Infância Livre de Consumismo: 12 razões para regular a publicidade infantil


12 razões para regular a publicidade infantil

Texto de Mariana Sá*

O PL 5921/01, que propõe uma nova regulação da publicidade para crianças, fará 12 anos de tramitação no dia 12/12. Por isso, selecionamos 12 razões pelas quais acreditamos que a publicidade infantil deva ser regulada:

1. Não há justificativa moral, ética ou social para usar as crianças como alvo da publicidade.

A única justificativa é econômica: dirigindo comunicação mercadológica para crianças, vende-se mais. Numa sociedade que prioriza o pleno desenvolvimento infantil, os negócios não podem estar acima das necessidades singulares da infância. E, sim, o Brasil é um país que – em tese, na lei – prioriza a crianças e esta prioridade deveria estar sempre sendo dada na feitura de novas leis e de novas políticas públicas, inclusive nas políticas econômicas e de comunicação.

2. As empresas têm acesso a tecnologias avançadas de marketing.

Pesquisas de mercado, grupos de observação de comportamento do consumidor, avançados estudos sobre a psicologia: tudo servindo à missão de aumentar os resultados de imagem, venda e lucro das empresas. E custe o que custar, mesmo que o custo seja reproduzir preconceitos e fragilizar ainda mais o indivíduo. As crianças, por sua própria inocência, são muito mais susceptíveis e indefesas diante dos marqueteiros e publicitários.

3. O córtex frontal, responsável pelo julgamento crítico, só termina de se desenvolver em torno dos 20 anos de idade.

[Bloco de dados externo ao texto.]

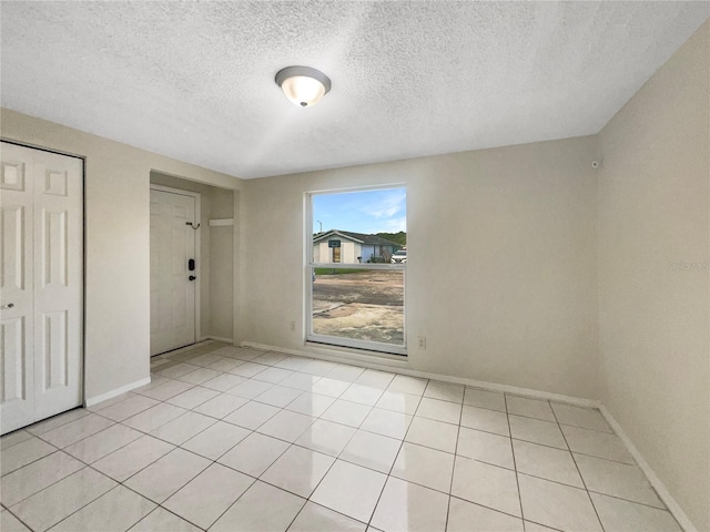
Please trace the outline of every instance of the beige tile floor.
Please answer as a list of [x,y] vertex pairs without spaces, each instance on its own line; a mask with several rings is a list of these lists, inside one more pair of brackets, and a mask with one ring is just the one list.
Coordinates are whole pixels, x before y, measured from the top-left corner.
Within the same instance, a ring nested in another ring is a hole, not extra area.
[[10,531],[678,531],[591,409],[217,342],[0,440]]

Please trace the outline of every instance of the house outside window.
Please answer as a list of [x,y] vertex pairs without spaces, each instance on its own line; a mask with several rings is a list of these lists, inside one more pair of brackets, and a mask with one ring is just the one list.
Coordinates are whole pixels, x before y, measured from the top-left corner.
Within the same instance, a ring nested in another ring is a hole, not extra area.
[[406,355],[406,260],[393,259],[406,249],[406,188],[307,200],[306,340]]

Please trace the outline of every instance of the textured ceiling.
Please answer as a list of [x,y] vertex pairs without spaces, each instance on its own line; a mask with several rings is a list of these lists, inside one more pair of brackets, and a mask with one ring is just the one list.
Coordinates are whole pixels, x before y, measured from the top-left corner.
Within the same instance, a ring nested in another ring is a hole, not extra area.
[[[240,177],[597,133],[708,2],[7,2],[1,103]],[[314,108],[274,74],[324,71]]]

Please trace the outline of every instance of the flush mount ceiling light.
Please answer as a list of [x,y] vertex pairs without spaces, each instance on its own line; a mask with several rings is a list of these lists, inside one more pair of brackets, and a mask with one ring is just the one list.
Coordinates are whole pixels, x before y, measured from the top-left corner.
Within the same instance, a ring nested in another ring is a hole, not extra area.
[[276,84],[288,100],[302,108],[315,105],[331,90],[328,76],[311,66],[286,66],[280,70],[276,73]]

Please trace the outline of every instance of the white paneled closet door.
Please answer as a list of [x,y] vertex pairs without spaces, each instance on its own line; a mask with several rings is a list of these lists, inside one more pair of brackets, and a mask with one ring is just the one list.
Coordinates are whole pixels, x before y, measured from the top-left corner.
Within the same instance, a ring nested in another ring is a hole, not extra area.
[[83,161],[0,147],[0,433],[82,403]]

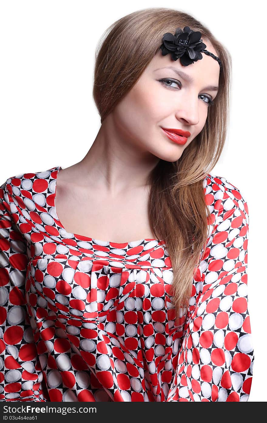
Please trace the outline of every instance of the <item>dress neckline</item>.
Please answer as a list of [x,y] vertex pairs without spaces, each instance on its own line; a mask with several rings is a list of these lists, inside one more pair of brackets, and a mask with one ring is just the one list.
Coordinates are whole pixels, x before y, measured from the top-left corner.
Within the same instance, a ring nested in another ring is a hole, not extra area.
[[93,238],[89,236],[86,236],[85,235],[81,235],[78,233],[73,233],[72,232],[69,232],[67,231],[67,229],[64,227],[63,225],[62,224],[62,222],[60,221],[60,219],[59,218],[58,214],[57,214],[57,208],[56,207],[56,191],[57,191],[57,175],[60,170],[62,169],[61,166],[57,166],[54,168],[56,170],[55,176],[54,176],[55,183],[54,183],[54,215],[55,216],[55,218],[59,222],[60,226],[61,227],[62,229],[64,229],[67,233],[69,233],[71,236],[71,238],[75,238],[76,239],[78,239],[81,241],[82,240],[83,241],[92,241],[94,244],[98,244],[100,245],[110,245],[111,246],[115,247],[116,248],[121,248],[122,247],[123,248],[125,248],[125,246],[129,245],[130,247],[135,247],[136,245],[139,245],[140,244],[144,244],[145,243],[149,242],[156,242],[160,244],[161,245],[165,245],[164,242],[164,240],[162,239],[156,239],[154,238],[143,238],[141,239],[137,239],[135,241],[131,241],[129,242],[115,242],[113,241],[103,241],[102,239],[97,239],[96,238]]

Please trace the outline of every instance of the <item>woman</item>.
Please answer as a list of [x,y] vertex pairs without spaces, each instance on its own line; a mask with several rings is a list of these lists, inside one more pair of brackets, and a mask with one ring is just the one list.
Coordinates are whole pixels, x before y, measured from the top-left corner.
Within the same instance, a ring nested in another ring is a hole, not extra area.
[[179,11],[108,29],[86,156],[0,189],[2,400],[248,401],[248,205],[209,173],[230,66]]

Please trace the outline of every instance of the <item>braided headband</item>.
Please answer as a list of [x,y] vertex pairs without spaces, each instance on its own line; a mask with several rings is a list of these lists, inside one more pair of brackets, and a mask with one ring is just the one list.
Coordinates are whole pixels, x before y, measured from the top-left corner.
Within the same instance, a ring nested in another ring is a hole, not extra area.
[[170,53],[173,60],[180,59],[182,65],[188,66],[202,58],[201,53],[202,52],[218,62],[221,71],[221,60],[218,57],[205,49],[207,46],[202,42],[201,37],[201,32],[193,31],[188,26],[185,27],[183,31],[181,28],[177,28],[174,35],[170,32],[166,32],[162,37],[163,42],[159,47],[162,49],[162,56]]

Esta região cerebral está relacionada ao planejamento de comportamentos e pensamentos complexos, expressão da personalidade, tomadas de decisões e modulação de comportamento social. A atividade básica dessa região é resultado de pensamentos e ações em acordo com metas internas. A função psicológica mais importante relacionada ao córtex pré-frontal é a função executiva. Esta função se relaciona a habilidades para diferenciar pensamentos conflitantes, determinar o bom ou ruim, melhor e pior, igual e diferente, consequências futuras de atividades correntes, trabalho em relação a uma meta definida, previsão de fatos, expectativas baseadas em ações e controle social. Muitos autores indicam uma ligação entre a personalidade de uma pessoa e funcionamento do córtex pré-frontal. Wikipedia

4. Até os 12 anos, a criança não tem condições de compreender as artimanhas da publicidade.

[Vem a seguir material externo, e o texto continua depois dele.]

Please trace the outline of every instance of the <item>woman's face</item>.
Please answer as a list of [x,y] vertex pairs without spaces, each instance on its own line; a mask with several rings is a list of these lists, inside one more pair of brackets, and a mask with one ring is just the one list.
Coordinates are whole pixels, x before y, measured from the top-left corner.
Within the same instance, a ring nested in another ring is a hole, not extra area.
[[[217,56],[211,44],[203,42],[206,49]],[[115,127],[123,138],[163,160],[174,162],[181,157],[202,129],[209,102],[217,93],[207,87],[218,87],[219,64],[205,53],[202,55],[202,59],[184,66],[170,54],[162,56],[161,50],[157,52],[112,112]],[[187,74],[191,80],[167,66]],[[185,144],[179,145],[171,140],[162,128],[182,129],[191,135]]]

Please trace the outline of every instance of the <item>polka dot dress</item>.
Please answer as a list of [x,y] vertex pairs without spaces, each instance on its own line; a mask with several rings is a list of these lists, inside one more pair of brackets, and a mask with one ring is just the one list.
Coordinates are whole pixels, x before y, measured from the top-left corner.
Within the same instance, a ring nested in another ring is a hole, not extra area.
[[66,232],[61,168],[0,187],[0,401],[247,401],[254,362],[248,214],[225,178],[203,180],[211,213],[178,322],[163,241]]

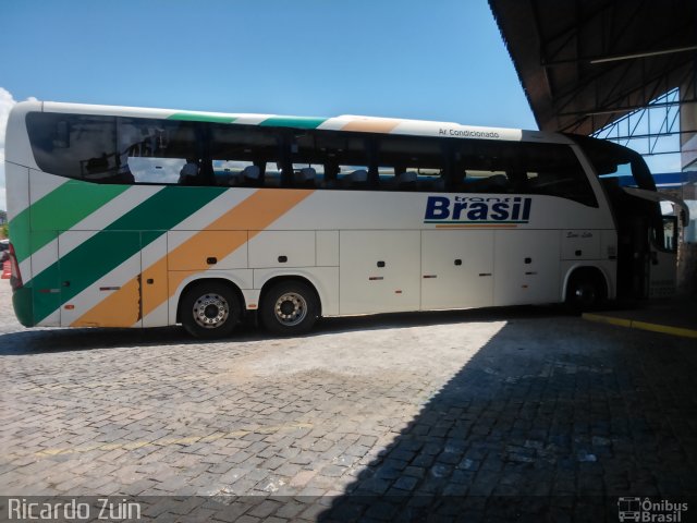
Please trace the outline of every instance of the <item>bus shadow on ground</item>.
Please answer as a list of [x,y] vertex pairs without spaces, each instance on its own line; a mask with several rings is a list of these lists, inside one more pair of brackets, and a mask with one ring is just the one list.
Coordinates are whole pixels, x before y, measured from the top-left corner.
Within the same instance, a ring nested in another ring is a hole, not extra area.
[[616,521],[619,497],[697,501],[687,341],[525,324],[484,345],[319,521]]
[[[381,330],[470,321],[503,321],[516,318],[561,316],[561,307],[516,306],[468,311],[395,313],[370,316],[322,318],[304,338],[342,332]],[[220,340],[192,338],[181,326],[145,329],[119,328],[34,328],[0,333],[0,355],[40,354],[135,346],[171,346],[193,344],[230,344],[274,340],[272,335],[253,320],[241,324],[233,335]]]

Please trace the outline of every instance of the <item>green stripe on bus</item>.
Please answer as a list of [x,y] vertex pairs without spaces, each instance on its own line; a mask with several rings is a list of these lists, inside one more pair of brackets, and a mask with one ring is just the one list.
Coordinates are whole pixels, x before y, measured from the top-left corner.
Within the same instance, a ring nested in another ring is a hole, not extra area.
[[32,251],[29,246],[29,208],[27,207],[10,220],[8,224],[10,241],[19,262],[25,259]]
[[212,114],[200,114],[196,112],[175,112],[168,120],[183,120],[185,122],[211,122],[211,123],[232,123],[237,117],[216,117]]
[[33,234],[32,240],[28,241],[29,230],[32,232],[68,231],[126,188],[129,185],[95,185],[71,180],[48,193],[12,220],[13,222],[19,220],[16,227],[20,232],[14,236],[27,239],[14,247],[17,260],[22,263],[56,238],[56,232]]
[[[32,287],[35,292],[60,289],[60,302],[65,303],[224,191],[222,187],[164,187],[59,258],[32,280]],[[140,241],[143,230],[154,234],[145,234]],[[54,305],[53,301],[36,300],[34,324],[49,316]]]
[[259,125],[276,127],[317,129],[327,121],[326,118],[310,117],[272,117],[264,120]]

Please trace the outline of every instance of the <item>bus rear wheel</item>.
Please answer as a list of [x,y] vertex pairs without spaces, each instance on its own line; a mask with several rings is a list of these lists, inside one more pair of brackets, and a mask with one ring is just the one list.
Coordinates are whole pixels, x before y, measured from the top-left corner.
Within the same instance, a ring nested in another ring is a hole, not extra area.
[[224,283],[194,284],[182,297],[181,318],[186,331],[196,338],[224,338],[240,320],[237,296]]
[[315,289],[302,281],[281,281],[265,294],[259,311],[261,323],[278,336],[308,332],[319,317]]
[[607,296],[603,278],[596,271],[579,270],[568,279],[566,305],[573,312],[597,308]]

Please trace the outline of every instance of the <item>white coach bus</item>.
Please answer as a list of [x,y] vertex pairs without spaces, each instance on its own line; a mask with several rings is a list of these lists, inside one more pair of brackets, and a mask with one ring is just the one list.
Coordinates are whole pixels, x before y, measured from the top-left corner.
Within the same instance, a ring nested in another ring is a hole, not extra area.
[[588,137],[27,101],[5,173],[25,326],[218,338],[254,313],[295,335],[320,316],[675,289],[676,219],[646,163]]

É nesta idade, em média, que o sujeito inicia o desenvolvimento dos mecanismos internos capazes de compreender as diversas sutilezas e interpretar criticamente o sofisticado discurso publicitário. Antes de 12 anos, a criança não possui condições de se defender dos instrumentos usados pela influente indústria publicitária.

5. Um lobby poderoso impede a regulamentação da publicidade para crianças.

Um conjunto de representantes de anunciantes, de agências de publicidade e de emissoras de radiodifusão, e até mesmo artistas renomados do entretenimento infanto-juvenil, tem trabalhado intensamente nos bastidores do Congresso Nacional para atrasar a tramitação do PL 5921/01 que há doze anos é debatido e ganha substitutivos no parlamento. Eles sabem que seus lucros despencarão se o PL resultar na proibição da publicidade infantil ou mesmo numa regulamentação que envolva multa e contrapropaganda, uma vez que não terão liberdade para dirigir seu discurso para a criança, transformando-a em representante de vendas de seus produtos.

6. Os países com menos publicidade voltada para crianças são os mais desenvolvidos em termos de bem-estar infantil.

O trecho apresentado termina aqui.